Early in the day 17th street, the 1100's block, is breakfast sausage and diesel fuel that powers the fleets of delivery vans. I walk by as a guard holds open a double glass door: cold air and cologne-- the sweet smell of corporate lobby. My office is strong coffee and overly-conditioned air, a stiff combination that has come to mean answering phones and computer screens and over-worked human.
The people in the streets are a patchwork of perfume, deodorant and humid sweat. Some wear their cigarette smoke like a great billowing cape. Others swagger by and I pause to breath and remember who else wears that aftershave.
And 'midst it all, folded in, the city is saturated with that beautiful sweet smell of Southern Summer. The humid wet that clings to the trees and grass of Farragut Park and clings to me as I walk by, reminding me of summers at the beach.
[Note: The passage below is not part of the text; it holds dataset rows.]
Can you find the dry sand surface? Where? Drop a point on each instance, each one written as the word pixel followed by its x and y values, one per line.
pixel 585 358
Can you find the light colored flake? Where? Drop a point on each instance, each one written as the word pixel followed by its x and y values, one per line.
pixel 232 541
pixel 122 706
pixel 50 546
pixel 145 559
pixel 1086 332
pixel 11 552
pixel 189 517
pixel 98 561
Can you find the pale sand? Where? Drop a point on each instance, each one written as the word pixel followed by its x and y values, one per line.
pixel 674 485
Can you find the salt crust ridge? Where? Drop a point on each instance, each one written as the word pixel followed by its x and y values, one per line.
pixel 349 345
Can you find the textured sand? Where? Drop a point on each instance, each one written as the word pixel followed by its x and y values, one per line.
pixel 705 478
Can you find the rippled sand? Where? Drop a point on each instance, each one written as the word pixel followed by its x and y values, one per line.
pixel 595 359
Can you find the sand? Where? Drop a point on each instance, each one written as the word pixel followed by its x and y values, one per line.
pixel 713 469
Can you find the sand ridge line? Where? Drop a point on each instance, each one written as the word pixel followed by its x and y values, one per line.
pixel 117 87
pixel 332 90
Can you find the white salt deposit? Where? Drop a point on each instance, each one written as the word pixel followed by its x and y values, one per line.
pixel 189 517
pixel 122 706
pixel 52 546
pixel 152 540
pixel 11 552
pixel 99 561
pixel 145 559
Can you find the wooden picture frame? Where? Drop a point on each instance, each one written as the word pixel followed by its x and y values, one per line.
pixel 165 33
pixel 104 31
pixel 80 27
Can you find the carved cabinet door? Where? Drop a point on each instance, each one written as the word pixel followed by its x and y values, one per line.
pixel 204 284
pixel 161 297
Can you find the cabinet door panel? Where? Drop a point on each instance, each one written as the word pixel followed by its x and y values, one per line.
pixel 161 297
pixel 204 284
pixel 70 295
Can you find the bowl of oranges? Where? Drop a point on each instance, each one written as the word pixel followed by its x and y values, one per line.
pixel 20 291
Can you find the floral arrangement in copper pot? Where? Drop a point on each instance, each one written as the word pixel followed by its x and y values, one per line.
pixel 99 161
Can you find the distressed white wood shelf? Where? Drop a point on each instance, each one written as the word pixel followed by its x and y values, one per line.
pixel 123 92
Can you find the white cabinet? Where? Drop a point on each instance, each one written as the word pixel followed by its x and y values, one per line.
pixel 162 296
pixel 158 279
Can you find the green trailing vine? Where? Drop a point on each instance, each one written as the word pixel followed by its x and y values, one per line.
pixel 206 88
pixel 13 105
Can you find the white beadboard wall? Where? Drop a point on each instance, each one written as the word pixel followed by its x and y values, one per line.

On the corner of 18th and F, I pause, here the air is not quite my sister's favorite perfume and not quite my childhood's honeysuckle bushes but somehow such a fervent sweet and delicate smell, rich and sophisticated; I pretend to scrutinize the newspaper stands as if the sight of so many headlines has made me short of breath-- I breathe deeply and fill my lungs with my favorite D.C. air. Perhaps it's the row of ornamental magnolias or some rich and famous eau de parfum connoisseur who leaves her windows thrown open just there. But now I have read all the headlines twice through, so I continue my walk down 18th street, breathing in the lovely sunshine.